On one day in particular, more than 185,000 malicious email attachments were deemed harmless by said SEG, but were shut down by FireEye Email Security.
Figure 2. Market Leading SEG False Negative on Malicious Attachments
To further illustrate the risk, note that if the SEG was able to catch up and stop the campaign a few hours later, customers still would have been left unprotected – especially since ransomware can lock files within minutes while remaining undetected. Furthermore, according to the 2015 Verizon Data Breach Investigation Report, 50 percent of people will open a spear phishing email within the first hour of receipt. Had these customers not had a FireEye Email Security solution, altogether they could have unknowingly activated about 90,000 spear phishing emails in a single day. That’s a lot of risk.

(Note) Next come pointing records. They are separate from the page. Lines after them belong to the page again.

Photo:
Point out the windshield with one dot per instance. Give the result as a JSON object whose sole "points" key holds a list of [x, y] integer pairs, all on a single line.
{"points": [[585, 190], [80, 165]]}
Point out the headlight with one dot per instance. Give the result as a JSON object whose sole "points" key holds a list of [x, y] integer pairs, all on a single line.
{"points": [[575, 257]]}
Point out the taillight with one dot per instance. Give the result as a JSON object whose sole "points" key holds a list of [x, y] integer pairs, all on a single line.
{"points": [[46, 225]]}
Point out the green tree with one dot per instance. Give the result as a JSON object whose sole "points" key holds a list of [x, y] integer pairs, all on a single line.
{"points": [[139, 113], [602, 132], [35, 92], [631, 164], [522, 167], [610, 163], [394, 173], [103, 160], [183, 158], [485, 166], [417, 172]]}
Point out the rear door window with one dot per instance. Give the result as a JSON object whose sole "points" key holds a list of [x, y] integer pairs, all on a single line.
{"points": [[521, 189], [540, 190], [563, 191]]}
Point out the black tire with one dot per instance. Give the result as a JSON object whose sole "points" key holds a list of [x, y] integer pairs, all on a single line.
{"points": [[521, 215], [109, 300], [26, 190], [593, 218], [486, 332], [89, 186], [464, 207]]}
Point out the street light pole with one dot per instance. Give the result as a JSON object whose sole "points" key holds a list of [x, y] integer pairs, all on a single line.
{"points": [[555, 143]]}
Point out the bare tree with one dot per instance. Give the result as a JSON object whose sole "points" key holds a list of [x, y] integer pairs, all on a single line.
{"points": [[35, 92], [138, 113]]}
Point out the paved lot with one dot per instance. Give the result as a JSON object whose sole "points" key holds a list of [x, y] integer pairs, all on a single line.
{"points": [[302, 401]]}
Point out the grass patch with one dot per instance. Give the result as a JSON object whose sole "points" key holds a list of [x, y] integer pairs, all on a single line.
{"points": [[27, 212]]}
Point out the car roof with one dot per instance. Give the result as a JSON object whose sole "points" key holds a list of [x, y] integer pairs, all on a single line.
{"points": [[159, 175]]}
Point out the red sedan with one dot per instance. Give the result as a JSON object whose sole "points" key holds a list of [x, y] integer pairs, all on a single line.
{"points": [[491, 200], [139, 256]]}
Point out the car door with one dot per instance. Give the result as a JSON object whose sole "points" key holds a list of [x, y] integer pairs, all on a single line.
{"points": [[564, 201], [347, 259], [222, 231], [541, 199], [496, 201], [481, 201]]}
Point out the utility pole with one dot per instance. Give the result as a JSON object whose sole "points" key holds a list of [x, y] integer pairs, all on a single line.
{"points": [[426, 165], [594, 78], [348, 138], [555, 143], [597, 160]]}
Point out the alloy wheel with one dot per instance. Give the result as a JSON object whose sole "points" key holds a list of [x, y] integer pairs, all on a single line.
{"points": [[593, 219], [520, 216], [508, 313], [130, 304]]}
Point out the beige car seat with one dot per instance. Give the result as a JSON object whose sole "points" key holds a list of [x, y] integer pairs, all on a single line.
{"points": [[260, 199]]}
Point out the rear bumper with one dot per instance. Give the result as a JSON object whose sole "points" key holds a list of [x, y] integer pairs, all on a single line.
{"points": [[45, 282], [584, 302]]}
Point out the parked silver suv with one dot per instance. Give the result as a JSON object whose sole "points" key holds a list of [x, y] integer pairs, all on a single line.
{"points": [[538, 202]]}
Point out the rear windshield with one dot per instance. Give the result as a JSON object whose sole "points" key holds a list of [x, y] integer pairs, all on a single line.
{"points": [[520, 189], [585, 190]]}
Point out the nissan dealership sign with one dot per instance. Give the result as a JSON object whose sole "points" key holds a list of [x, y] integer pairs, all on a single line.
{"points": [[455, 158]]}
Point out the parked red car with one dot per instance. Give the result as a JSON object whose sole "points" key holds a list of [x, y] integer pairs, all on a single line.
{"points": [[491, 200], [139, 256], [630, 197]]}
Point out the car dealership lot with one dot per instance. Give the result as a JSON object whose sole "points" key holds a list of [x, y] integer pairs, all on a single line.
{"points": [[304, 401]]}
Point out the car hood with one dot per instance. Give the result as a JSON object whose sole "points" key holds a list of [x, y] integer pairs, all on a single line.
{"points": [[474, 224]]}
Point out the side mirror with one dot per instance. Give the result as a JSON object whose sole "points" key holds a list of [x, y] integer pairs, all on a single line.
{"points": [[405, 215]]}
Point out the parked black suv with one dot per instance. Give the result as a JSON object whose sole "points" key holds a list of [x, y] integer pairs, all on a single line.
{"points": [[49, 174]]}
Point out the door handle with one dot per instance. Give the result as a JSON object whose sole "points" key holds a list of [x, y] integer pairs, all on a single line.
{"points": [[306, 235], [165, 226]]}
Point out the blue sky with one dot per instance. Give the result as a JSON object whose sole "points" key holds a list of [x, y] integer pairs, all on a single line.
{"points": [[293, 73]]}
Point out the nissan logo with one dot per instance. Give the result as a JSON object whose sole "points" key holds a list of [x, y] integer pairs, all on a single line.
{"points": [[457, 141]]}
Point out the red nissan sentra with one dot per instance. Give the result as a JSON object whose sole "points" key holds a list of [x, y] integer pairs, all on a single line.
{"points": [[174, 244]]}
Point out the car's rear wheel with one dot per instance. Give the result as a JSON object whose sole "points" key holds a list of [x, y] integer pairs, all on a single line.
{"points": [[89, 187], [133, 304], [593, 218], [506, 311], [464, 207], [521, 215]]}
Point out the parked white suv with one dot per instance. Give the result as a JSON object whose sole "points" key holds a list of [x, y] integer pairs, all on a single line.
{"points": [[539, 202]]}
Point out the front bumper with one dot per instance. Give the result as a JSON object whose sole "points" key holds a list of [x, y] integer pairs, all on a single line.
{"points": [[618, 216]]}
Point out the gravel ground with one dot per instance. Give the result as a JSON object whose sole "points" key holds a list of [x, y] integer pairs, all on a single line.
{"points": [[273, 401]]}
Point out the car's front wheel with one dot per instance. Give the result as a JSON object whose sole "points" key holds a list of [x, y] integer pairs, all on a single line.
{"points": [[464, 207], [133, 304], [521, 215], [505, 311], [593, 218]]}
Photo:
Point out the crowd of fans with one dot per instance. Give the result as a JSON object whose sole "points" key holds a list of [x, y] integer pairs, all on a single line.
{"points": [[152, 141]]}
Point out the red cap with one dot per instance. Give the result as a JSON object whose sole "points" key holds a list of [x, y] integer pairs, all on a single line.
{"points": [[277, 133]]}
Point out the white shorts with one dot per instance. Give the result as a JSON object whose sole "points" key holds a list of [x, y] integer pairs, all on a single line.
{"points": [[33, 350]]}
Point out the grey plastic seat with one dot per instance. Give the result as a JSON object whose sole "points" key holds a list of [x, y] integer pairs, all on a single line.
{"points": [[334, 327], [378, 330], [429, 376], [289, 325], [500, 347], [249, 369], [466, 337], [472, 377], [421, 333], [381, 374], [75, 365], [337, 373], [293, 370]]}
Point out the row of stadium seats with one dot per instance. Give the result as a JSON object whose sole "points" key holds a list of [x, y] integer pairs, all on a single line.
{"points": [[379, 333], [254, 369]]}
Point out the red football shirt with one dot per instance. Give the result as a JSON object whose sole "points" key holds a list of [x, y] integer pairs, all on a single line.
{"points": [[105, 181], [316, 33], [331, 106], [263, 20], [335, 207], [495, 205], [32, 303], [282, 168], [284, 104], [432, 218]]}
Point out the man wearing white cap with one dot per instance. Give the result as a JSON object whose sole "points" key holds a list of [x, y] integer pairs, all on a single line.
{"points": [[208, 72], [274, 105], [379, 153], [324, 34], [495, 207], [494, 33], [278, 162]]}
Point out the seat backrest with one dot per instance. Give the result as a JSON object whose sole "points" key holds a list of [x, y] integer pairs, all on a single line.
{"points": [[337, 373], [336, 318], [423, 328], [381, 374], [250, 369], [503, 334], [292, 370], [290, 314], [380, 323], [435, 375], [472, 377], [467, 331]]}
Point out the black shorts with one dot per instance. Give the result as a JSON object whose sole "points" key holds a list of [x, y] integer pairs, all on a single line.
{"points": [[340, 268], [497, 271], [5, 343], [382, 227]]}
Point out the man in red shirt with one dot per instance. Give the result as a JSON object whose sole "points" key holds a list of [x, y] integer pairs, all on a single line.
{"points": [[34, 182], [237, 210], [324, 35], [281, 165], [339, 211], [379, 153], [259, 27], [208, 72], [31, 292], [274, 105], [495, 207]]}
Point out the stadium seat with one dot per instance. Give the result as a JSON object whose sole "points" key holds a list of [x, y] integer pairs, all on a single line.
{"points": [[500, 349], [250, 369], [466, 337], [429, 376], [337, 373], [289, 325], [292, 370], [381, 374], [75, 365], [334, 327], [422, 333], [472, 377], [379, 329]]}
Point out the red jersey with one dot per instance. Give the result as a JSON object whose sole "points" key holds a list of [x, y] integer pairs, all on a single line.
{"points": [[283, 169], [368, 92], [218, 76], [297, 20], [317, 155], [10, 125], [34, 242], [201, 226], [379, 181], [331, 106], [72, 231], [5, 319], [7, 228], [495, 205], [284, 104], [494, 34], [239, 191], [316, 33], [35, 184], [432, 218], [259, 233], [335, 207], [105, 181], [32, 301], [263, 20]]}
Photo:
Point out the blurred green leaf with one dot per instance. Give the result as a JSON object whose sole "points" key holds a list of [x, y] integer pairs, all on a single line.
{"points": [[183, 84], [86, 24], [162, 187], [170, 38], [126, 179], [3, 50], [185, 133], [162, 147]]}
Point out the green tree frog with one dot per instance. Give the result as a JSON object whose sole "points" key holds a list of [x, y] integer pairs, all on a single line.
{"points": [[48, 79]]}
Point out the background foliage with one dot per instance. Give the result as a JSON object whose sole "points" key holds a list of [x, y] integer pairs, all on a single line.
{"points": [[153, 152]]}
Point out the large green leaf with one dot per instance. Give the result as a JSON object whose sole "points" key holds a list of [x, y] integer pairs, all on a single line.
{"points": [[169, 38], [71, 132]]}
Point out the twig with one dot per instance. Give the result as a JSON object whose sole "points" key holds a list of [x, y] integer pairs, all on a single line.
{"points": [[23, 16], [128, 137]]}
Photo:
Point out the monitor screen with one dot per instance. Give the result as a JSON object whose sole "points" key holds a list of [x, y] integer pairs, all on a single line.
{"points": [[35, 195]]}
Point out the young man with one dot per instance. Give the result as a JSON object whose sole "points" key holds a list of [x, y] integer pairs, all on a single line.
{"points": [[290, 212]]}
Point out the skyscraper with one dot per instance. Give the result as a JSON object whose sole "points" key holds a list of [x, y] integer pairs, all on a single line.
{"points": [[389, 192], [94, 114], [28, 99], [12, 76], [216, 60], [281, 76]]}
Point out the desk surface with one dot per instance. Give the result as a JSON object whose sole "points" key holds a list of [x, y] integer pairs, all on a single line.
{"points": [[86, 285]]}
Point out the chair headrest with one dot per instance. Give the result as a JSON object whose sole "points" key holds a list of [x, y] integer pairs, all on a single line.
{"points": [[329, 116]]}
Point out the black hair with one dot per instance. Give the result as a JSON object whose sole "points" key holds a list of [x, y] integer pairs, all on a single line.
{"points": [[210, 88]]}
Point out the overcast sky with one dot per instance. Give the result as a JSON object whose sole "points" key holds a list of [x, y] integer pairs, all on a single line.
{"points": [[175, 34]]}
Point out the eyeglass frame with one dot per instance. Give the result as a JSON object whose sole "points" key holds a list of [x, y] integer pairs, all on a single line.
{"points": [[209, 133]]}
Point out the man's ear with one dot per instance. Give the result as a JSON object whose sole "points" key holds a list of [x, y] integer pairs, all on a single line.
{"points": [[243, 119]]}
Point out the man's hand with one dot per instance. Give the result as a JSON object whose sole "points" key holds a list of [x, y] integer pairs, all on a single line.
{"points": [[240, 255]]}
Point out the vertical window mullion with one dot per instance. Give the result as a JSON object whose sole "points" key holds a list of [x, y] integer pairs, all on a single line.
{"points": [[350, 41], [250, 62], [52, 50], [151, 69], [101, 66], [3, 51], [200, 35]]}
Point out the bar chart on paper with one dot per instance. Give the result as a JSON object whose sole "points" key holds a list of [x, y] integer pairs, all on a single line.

Cloud Email Services Don’t Always Provide Protection
Looking at a separate 30-day span, FireEye Email Threat Prevention Cloud (ETP) detected and blocked a significant amount of malware that was missed by a leading cloud email provider. This is surprising considering that these are well known and highly destructive malware families (Figure 3) that weren’t being detected by a built-in cloud email security solution – a solution that comes from a company with a reputation for providing very safe cloud email services. Fortunately our FireEye ETP customers were automatically protected from these malware threats, which often install backdoors and command and control infrastructure that enables ransomware infections.Figure 3. Known Malware Detected by FireEye but Missed by Cloud Email Service
Effective Email Security
Cyber criminals are always improving their tools and tactics and now FireEye is seeing them take steps to protect their malware, all while adding enhancements to increase its effectiveness. For example, we have seen Locky ransomware shift from using simple encoding to disguise its network traffic to applying complex encryption algorithms using hardware instructions that are very tough to crack.
The speed of innovation of these covert, criminal operators requires cyber security solutions that are fast and effective, and that innovate just as quickly. We believe that the first and best hope for a comprehensive approach to preventing a breach is an email security solution that is designed from inception to match the moves of cyber criminals (Figure 4).
Figure 4. An Effective Email Security Solution
In sum, you should be looking for the following features in an email security solution to help prevent your email traffic from becoming a superhighway for cybercrime:
- Real-time detection of malicious attachments and URLs.
- Analysis of a broad range of file types.
- Up-to-the-minute intelligence about threats, threat actors and their targets.
- Analysis of senders, domains, embedded HTML code and links to identify and stop criminal intent.
- Flexible deployment options to help assure protection in any architecture.